L’analisi dei dati del decimo Rapporto Iref sull’associazionismo sociale mostra un’altra tendenza significativa: le grandi organizzazioni (quelle con oltre 30 volontari) hanno perso più membri, mentre crescono le piccole realtà locali e quelle nate nell’ultimo decennio. Il volontariato, insomma, sembra “frammentarsi”, spostandosi dalle strutture consolidate verso forme più agili, temporanee e territoriali.

Il rischio della disaffezione sociale

Le serie storiche Istat sulle “forme di partecipazione sociale” segnalano un cambio di ciclo:
dal 2001 al 2015 la curva era in crescita, ma dal 2016 in poi si registra una discesa costante.

Lori ipotizza tre scenari possibili: effetto generazionale: le coorti nate negli anni ’50–’60 mantengono l’impegno appreso nei movimenti civili del passato. Nuove forme di partecipazione: i giovani sperimentano forme di attivismo “non riconosciute” dalla statistica ufficiale. Disaffezione generale: un calo reale della partecipazione civica e sociale. L’ultimo scenario, il più preoccupante, suggerisce un Paese meno propenso all’impegno collettivo, anche al di fuori del volontariato.

Giovani e partecipazione “invisibile”

Se le associazioni tradizionali faticano ad attrarre nuovi membri, i giovani non restano però indifferenti.
Molti scelgono forme di impegno digitale – campagne online, blog, attivismo sui social network – che esprimono partecipazione ma sfuggono agli strumenti di rilevazione ufficiale.
«È una partecipazione invisibile, ma reale – relaziona Lori –. La statistica fatica a coglierla, ma rappresenta una nuova frontiera dell’impegno civico».

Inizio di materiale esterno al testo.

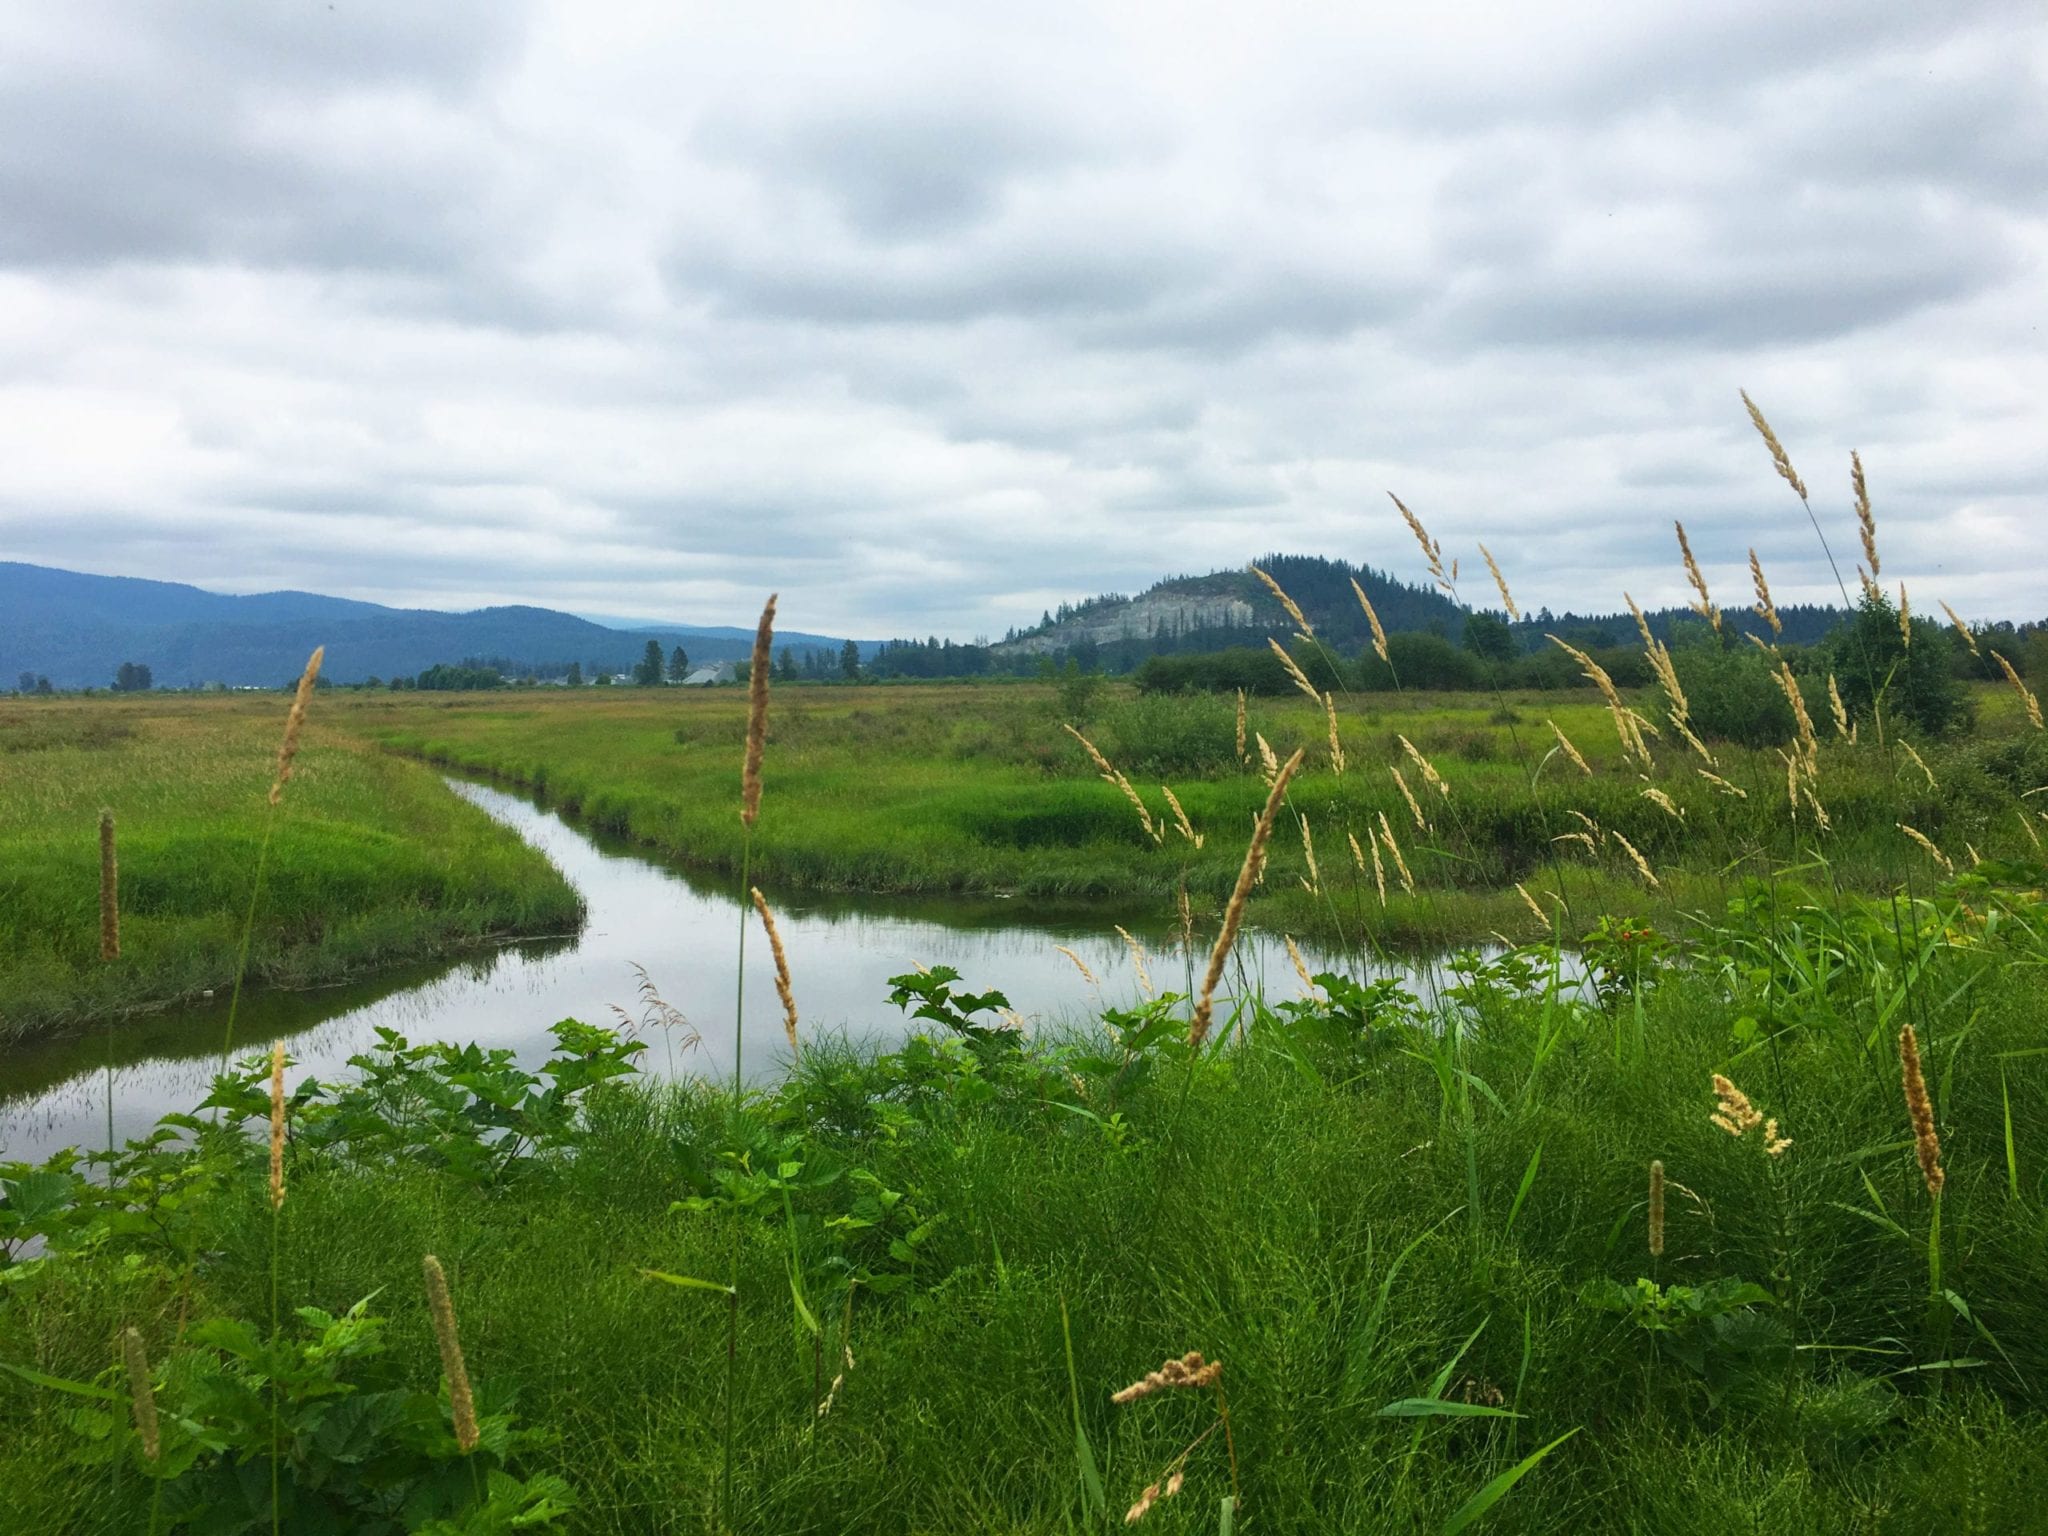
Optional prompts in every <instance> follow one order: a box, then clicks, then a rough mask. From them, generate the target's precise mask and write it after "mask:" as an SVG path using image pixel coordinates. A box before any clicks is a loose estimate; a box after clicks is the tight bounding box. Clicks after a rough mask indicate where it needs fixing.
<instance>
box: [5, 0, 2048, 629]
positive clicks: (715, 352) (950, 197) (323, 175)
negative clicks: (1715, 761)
mask: <svg viewBox="0 0 2048 1536" xmlns="http://www.w3.org/2000/svg"><path fill="white" fill-rule="evenodd" d="M1380 10H1382V8H1370V10H1350V12H1346V10H1329V12H1321V14H1303V16H1296V18H1292V20H1290V18H1286V16H1278V14H1264V12H1262V14H1253V12H1245V10H1243V8H1225V6H1217V8H1208V10H1202V8H1192V10H1188V12H1184V14H1182V16H1180V18H1178V23H1176V27H1171V29H1159V27H1157V25H1155V23H1151V20H1147V23H1139V20H1133V16H1130V14H1126V12H1112V10H1090V8H1085V6H1067V8H1059V6H1055V8H1053V10H1040V12H1032V14H1030V16H1022V14H1016V12H1008V10H995V8H987V10H981V8H973V10H969V8H961V10H950V12H932V10H930V8H901V10H897V8H879V6H877V8H825V6H817V8H809V10H795V12H778V14H774V16H766V14H752V12H739V10H698V12H688V14H676V12H672V10H670V8H668V6H659V4H653V2H651V0H647V2H641V0H606V4H584V6H571V4H567V0H532V2H530V4H516V6H512V4H496V2H485V0H465V2H463V4H436V6H430V8H418V6H399V4H395V0H391V2H381V4H365V2H360V0H356V2H350V4H338V6H336V8H334V10H328V8H326V6H309V8H301V6H291V8H285V6H270V8H254V10H252V8H248V6H240V4H231V2H229V0H213V2H211V4H190V6H156V8H143V10H133V8H117V6H111V4H80V6H61V8H59V6H45V8H37V10H29V12H23V18H18V20H16V25H12V27H10V29H8V33H6V37H0V207H6V219H4V221H0V557H14V559H37V561H47V563H61V565H78V567H86V569H109V571H123V573H150V575H170V578H178V580H195V582H201V584H209V586H221V588H231V590H256V588H270V586H297V588H313V590H332V592H340V594H350V596H371V598H377V600H387V602H416V604H481V602H543V604H553V606H563V608H575V610H586V612H590V610H596V612H641V614H662V612H668V614H672V616H676V618H682V621H698V623H745V621H750V618H752V614H754V612H756V610H758V598H760V590H762V588H764V586H770V584H772V586H778V588H782V594H784V604H782V606H784V612H786V614H791V623H795V625H799V627H803V629H813V631H829V629H842V631H856V633H864V635H874V633H895V631H905V633H930V631H938V633H952V635H961V637H971V635H977V633H999V631H1001V629H1004V627H1006V625H1010V623H1024V621H1032V618H1036V614H1038V608H1040V606H1049V604H1053V602H1057V600H1061V598H1071V596H1085V594H1090V592H1094V590H1102V588H1118V590H1126V592H1128V590H1137V588H1143V586H1145V584H1149V582H1151V580H1155V578H1157V575H1163V573H1174V571H1188V569H1200V567H1206V565H1235V563H1241V561H1243V559H1247V557H1251V555H1255V553H1262V551H1270V549H1313V551H1325V553H1333V555H1346V557H1352V559H1366V561H1370V563H1376V565H1382V567H1391V569H1395V571H1399V573H1409V575H1415V573H1417V561H1415V559H1413V551H1411V547H1409V545H1407V541H1405V532H1403V530H1401V526H1399V522H1397V520H1395V518H1393V516H1391V512H1389V506H1386V502H1384V492H1386V489H1399V492H1401V494H1403V498H1405V500H1409V502H1411V504H1415V506H1417V508H1423V510H1425V516H1427V518H1430V522H1432V526H1434V528H1436V530H1438V535H1440V537H1442V539H1444V541H1446V545H1458V547H1462V549H1466V553H1468V555H1470V549H1468V545H1470V543H1473V541H1477V539H1485V541H1487V543H1489V547H1493V551H1495V553H1497V555H1501V557H1503V561H1505V563H1507V565H1509V573H1511V580H1513V584H1516V588H1518V594H1520V596H1522V598H1524V602H1530V604H1544V602H1548V604H1552V606H1556V608H1565V606H1577V608H1591V606H1612V604H1614V602H1616V600H1618V594H1620V590H1622V588H1628V590H1632V592H1634V594H1636V596H1638V598H1642V600H1647V602H1663V600H1673V598H1677V596H1681V578H1679V573H1677V569H1675V565H1673V541H1671V528H1669V524H1671V518H1673V516H1681V518H1686V522H1688V528H1692V530H1694V543H1696V549H1700V555H1702V559H1704V561H1706V565H1708V575H1710V580H1712V582H1714V584H1716V588H1720V590H1724V592H1726V594H1729V598H1731V600H1733V598H1737V596H1739V594H1741V592H1743V590H1745V588H1747V578H1745V559H1747V549H1749V547H1751V545H1755V547H1757V551H1759V555H1761V557H1763V559H1765V561H1767V563H1769V565H1772V582H1774V590H1776V592H1778V596H1780V600H1800V598H1823V596H1827V594H1829V592H1831V578H1827V571H1825V565H1823V563H1821V561H1819V555H1817V551H1815V547H1812V545H1810V535H1806V532H1804V530H1802V528H1804V524H1802V514H1798V508H1796V504H1792V506H1788V504H1786V502H1788V498H1786V496H1784V487H1782V485H1780V483H1778V481H1776V477H1774V475H1772V473H1769V465H1767V461H1765V459H1763V457H1761V451H1759V446H1757V444H1755V442H1753V438H1751V434H1749V426H1747V420H1745V418H1743V416H1741V408H1739V403H1737V397H1735V391H1737V389H1739V387H1749V389H1751V391H1753V393H1757V397H1759V399H1763V403H1765V406H1767V410H1772V416H1774V420H1776V424H1778V428H1780V432H1782V434H1784V436H1786V440H1788V442H1790V444H1792V449H1794V455H1796V457H1798V459H1800V463H1802V469H1804V473H1806V477H1808V481H1812V483H1815V485H1817V487H1829V489H1827V498H1831V500H1825V502H1823V506H1821V510H1823V516H1827V518H1837V520H1839V516H1841V510H1843V494H1841V481H1843V469H1841V467H1843V465H1845V459H1847V451H1849V449H1851V446H1858V449H1862V451H1864V457H1866V463H1870V467H1872V481H1874V485H1876V487H1878V494H1880V512H1878V516H1880V535H1882V537H1884V541H1886V573H1890V571H1892V569H1898V571H1903V573H1905V575H1907V578H1909V580H1917V578H1921V575H1925V578H1927V580H1929V582H1933V580H1935V578H1937V584H1939V588H1942V590H1939V596H1950V600H1952V602H1956V606H1958V608H1962V610H1964V612H1972V614H1978V612H1980V614H1993V612H2007V614H2025V616H2034V614H2036V610H2038V608H2040V598H2038V584H2036V582H2032V580H2030V578H2028V575H2023V573H2025V571H2030V569H2038V567H2040V561H2042V557H2048V522H2044V520H2042V518H2040V498H2042V481H2044V475H2048V461H2044V459H2042V449H2040V446H2038V444H2042V442H2048V410H2044V408H2042V403H2040V401H2042V399H2044V387H2048V362H2044V356H2048V352H2044V350H2042V346H2040V326H2042V319H2044V313H2048V276H2044V268H2042V262H2044V256H2048V182H2044V178H2042V176H2040V166H2042V164H2044V162H2048V80H2044V76H2048V25H2044V23H2042V18H2040V12H2038V6H2032V4H1956V6H1919V4H1874V6H1858V8H1853V10H1839V8H1831V10H1815V8H1800V6H1782V4H1772V2H1767V0H1737V2H1735V4H1724V6H1706V8H1702V6H1679V4H1651V6H1636V8H1630V10H1616V8H1612V6H1593V4H1589V0H1581V2H1579V4H1569V2H1561V4H1556V6H1548V8H1542V12H1540V14H1538V12H1536V10H1530V8H1524V6H1505V4H1501V6H1468V8H1423V10H1413V8H1411V10H1407V12H1386V14H1378V12H1380ZM1931 596H1935V592H1929V600H1931Z"/></svg>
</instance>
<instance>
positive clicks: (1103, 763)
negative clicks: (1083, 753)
mask: <svg viewBox="0 0 2048 1536" xmlns="http://www.w3.org/2000/svg"><path fill="white" fill-rule="evenodd" d="M1059 729H1063V731H1065V733H1067V735H1071V737H1073V739H1075V741H1079V743H1081V750H1083V752H1085V754H1087V756H1090V760H1092V762H1094V764H1096V772H1098V774H1100V776H1102V782H1106V784H1112V786H1116V788H1118V791H1122V797H1124V799H1126V801H1130V809H1133V811H1137V813H1139V825H1143V827H1145V836H1147V838H1151V840H1153V842H1157V844H1163V842H1165V827H1161V825H1159V823H1157V821H1153V815H1151V811H1147V809H1145V799H1143V797H1141V795H1139V793H1137V791H1135V788H1133V786H1130V780H1128V778H1124V776H1122V772H1118V768H1116V764H1112V762H1110V760H1108V758H1104V756H1102V754H1100V752H1098V750H1096V743H1094V741H1090V739H1087V737H1085V735H1081V733H1079V731H1075V729H1073V727H1071V725H1065V723H1063V725H1061V727H1059Z"/></svg>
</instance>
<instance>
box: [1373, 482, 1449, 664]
mask: <svg viewBox="0 0 2048 1536" xmlns="http://www.w3.org/2000/svg"><path fill="white" fill-rule="evenodd" d="M1386 496H1389V500H1393V504H1395V508H1399V512H1401V520H1403V522H1405V524H1407V526H1409V532H1411V535H1415V543H1417V545H1421V557H1423V561H1427V565H1430V575H1434V578H1436V584H1438V586H1440V588H1444V590H1446V592H1448V590H1450V588H1452V578H1450V575H1446V573H1444V545H1440V543H1438V541H1436V539H1432V537H1430V530H1427V528H1423V526H1421V518H1417V516H1415V514H1413V512H1409V510H1407V504H1405V502H1403V500H1401V498H1399V496H1395V494H1393V492H1386ZM1382 659H1384V657H1382Z"/></svg>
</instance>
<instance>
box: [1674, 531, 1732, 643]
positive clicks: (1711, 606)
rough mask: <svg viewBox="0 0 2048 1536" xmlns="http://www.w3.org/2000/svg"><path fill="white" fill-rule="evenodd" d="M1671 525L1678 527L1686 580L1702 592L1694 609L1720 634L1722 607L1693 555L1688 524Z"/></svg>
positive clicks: (1678, 544)
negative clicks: (1684, 567) (1683, 562)
mask: <svg viewBox="0 0 2048 1536" xmlns="http://www.w3.org/2000/svg"><path fill="white" fill-rule="evenodd" d="M1671 526H1673V528H1677V553H1679V555H1681V557H1683V559H1686V580H1688V582H1692V590H1694V592H1698V594H1700V600H1698V602H1694V604H1692V610H1694V612H1696V614H1700V616H1702V618H1704V621H1706V623H1710V625H1712V627H1714V633H1716V635H1718V633H1720V608H1718V606H1714V598H1712V594H1710V592H1708V590H1706V575H1704V573H1702V571H1700V561H1696V559H1694V557H1692V543H1690V541H1688V539H1686V524H1683V522H1673V524H1671Z"/></svg>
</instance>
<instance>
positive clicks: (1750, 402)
mask: <svg viewBox="0 0 2048 1536" xmlns="http://www.w3.org/2000/svg"><path fill="white" fill-rule="evenodd" d="M1741 395H1743V406H1747V408H1749V420H1751V422H1753V424H1755V428H1757V434H1759V436H1761V438H1763V446H1765V449H1769V451H1772V465H1774V467H1776V469H1778V473H1780V477H1782V479H1784V483H1786V485H1790V487H1792V494H1794V496H1798V500H1802V502H1804V500H1806V481H1802V479H1800V477H1798V471H1796V469H1792V459H1790V457H1788V455H1786V444H1784V442H1780V440H1778V434H1776V432H1772V424H1769V422H1765V420H1763V412H1759V410H1757V401H1753V399H1751V397H1749V391H1747V389H1743V391H1741ZM1858 473H1862V471H1860V469H1858Z"/></svg>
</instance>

Il volontariato individuale: libero, fluido e in calo

Anche il volontariato diretto o individuale – quello svolto senza un’associazione – è in flessione: dal 6% al 5% della popolazione in dieci anni. Si tratta spesso di gesti occasionali o informali: aiutare un vicino, sostenere un amico, partecipare a iniziative spontanee. Il 41% di chi pratica volontariato individuale è anche inserito in un’associazione, segno che le due forme si sovrappongono più che sostituirsi. Il “volontariato fluido” di cui si parla negli ultimi anni – più libero, meno strutturato – resta dunque un fenomeno minoritario, ma significativo.

Un equilibrio nuovo tra libertà e appartenenza

Le motivazioni più frequenti di chi sceglie il volontariato individuale sono tre: non serve un gruppo per essere utili; l’impegno è sporadico; si preferisce agire senza vincoli. Un modo diverso di intendere la solidarietà, più autonomo e personale, ma anche più esposto all’intermittenza.

Il futuro del volontariato

La fotografia tracciata da Lori mostra un volontariato italiano che cambia forma ma non sostanza.
Meno diffuso, più anziano, più flessibile e frammentato, ma ancora vitale. Il rischio è che la caduta della partecipazione strutturata non sia compensata da nuove forme di attivismo. La sfida per il futuro sarà
riconoscere e valorizzare le nuove espressioni di cittadinanza attiva, anche quelle che non indossano la pettorina del volontario ma contribuiscono, a modo loro, al bene comune.

Cosa resta fuori dalle statistiche

Le indagini Istat fotografano il volontariato “visibile”, quello organizzato o riconoscibile come tale. Ma una parte crescente dell’impegno civico italiano sfugge ai questionari. Restano fuori le nuove forme di partecipazione giovanile – attivismo online, campagne social, manifestazioni, raccolte fondi digitali – e il mutuo aiuto informale tra amici, vicini o familiari. Anche il volontariato di prossimità, fatto di iniziative spontanee di quartiere o gruppi di cittadini, raramente si definisce come volontariato e quindi non viene rilevato. Infine, le attività occasionali o ibride, brevi ma diffuse, non trovano spazio nelle indagini periodiche. Eppure, siamo convinti che il Belpaese sia attraversato da una solidarietà invisibile. Cosa resta fuori da una indagine statistica? «Può il battito d’ali di una farfalla in Brasile causare un tornado in Texas?» – diceva Edward Lorenz matematico e meteorologo statunitense. Cosa può mettere in moto un singolo atto nascosto di solidarietà gratuita?